Forty-year-old Mitchell Tremblay said in 2022 that he also planned to seek out MAID services once the law changes. He has been diagnosed with ‘anxiety, alcoholism, personality disorders and continual thoughts of suicide’. He cannot work and receives a meagre monthly disability payment. ‘You know what your life is worth to you’, he says, ‘and mine is worthless’.

One mentally ill woman admitted to CTV News that she is terrified of the expansion. She is worried that she will seek out MAID when she next has suicidal thoughts. Her fears are not unfounded. Instead of talking suicidal people out of killing themselves, the Canadian authorities increasingly offer them a chance to die.

Originally the Canadian government planned to implement euthanasia for mental illness in March 2023 but it has been delayed until March 17, 2024. Further to that, the Hon Ed Fast sponsored Bill C-314 in parliament to overturn the decision to permit euthanasia for mental illness. C-314 didn't pass but it did get significant support in parliament. Smith comments on the expansion of euthanasia in Canada:

Unfortunately, tragedies will continue to occur so long as deathcare remains more accessible than healthcare. In 2022, MAID was responsible for over four per cent of all deaths in Canada. That was up from 3.3 per cent in 2021 and 2.5 per cent in 2020. In Quebec, a shocking 6.6 per cent of all deaths in 2022 were attributable to the MAID programme.

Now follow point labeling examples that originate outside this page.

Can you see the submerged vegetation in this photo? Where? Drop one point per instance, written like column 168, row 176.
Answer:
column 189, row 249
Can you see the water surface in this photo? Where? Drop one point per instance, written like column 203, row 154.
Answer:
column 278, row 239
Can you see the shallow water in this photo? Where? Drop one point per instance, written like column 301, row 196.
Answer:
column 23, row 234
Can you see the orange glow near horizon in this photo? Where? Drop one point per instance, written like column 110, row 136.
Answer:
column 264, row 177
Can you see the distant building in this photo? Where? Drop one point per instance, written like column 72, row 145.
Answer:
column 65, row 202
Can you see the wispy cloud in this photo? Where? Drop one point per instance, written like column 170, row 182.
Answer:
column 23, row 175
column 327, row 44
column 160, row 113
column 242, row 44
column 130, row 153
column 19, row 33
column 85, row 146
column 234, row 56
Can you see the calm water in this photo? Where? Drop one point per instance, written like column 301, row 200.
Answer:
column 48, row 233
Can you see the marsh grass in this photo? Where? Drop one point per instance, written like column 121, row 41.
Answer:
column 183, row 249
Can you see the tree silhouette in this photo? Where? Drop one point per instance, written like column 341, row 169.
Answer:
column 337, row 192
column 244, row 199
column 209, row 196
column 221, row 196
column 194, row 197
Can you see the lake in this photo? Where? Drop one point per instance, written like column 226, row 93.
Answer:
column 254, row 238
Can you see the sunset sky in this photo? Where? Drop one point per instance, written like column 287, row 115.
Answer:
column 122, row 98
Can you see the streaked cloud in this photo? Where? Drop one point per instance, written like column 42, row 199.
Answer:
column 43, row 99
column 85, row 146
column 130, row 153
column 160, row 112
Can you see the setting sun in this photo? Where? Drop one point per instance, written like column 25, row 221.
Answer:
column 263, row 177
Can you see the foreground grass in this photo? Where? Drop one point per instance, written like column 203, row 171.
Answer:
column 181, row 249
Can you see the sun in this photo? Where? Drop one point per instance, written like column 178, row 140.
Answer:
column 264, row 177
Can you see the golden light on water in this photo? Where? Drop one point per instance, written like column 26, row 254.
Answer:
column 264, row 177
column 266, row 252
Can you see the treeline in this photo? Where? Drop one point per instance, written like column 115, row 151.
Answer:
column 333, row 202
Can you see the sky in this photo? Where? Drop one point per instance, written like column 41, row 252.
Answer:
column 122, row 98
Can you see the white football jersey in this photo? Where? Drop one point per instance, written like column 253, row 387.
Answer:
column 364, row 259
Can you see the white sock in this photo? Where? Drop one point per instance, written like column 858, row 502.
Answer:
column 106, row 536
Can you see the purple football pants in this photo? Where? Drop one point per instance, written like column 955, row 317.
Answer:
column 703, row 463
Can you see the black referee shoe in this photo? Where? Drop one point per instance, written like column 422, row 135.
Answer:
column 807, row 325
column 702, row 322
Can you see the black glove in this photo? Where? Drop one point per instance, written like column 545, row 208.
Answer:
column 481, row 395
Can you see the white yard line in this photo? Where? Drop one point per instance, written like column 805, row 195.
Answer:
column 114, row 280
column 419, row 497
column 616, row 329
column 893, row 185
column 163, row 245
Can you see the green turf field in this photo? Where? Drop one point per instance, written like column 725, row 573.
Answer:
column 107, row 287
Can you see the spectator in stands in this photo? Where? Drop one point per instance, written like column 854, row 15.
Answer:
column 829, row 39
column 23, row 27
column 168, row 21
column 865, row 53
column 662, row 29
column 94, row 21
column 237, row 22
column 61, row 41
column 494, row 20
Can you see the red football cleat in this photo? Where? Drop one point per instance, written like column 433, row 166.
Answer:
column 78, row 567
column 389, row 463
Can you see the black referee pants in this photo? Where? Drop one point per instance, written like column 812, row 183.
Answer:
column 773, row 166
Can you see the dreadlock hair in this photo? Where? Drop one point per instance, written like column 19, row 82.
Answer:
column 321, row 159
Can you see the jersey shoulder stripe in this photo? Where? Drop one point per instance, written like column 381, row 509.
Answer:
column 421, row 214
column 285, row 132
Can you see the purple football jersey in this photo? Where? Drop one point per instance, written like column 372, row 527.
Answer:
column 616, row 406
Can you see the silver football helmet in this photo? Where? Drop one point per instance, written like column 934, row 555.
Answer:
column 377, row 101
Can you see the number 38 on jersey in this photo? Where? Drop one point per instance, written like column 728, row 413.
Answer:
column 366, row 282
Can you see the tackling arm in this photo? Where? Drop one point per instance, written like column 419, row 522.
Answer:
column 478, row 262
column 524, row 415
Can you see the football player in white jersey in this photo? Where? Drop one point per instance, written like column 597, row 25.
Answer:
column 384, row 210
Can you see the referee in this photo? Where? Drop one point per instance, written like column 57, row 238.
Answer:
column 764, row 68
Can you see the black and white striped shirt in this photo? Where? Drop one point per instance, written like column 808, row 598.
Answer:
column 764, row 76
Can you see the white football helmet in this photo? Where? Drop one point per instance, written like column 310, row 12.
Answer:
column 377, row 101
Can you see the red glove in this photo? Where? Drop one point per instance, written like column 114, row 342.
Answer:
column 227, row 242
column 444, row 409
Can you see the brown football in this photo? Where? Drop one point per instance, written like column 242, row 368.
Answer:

As if all this were not horrifying enough, there remains a vocal minority – among them high-profile physicians and healthcare professionals – that is advocating to expand MAID criteria even further, well beyond the mentally ill. Children born with severe disabilities and elderly people who are ‘tired of being alive’ have recently been put forward as potential candidates for legalised euthanasia.

Smith ends her article by stating:

All of this is well beyond the bounds of what Canadians were originally told MAID would entail. But stories of homeless, poor, disabled and desperate people accessing a state-assisted death, because it is the ‘easier’ option, are merely the grim, logical consequence of legalising assisted dying in the first place. Assisted dying undermines the value of life. It elevates death as the ultimate solution to suffering. Canada is a warning to the world. This is where the ‘right to die’ leads us.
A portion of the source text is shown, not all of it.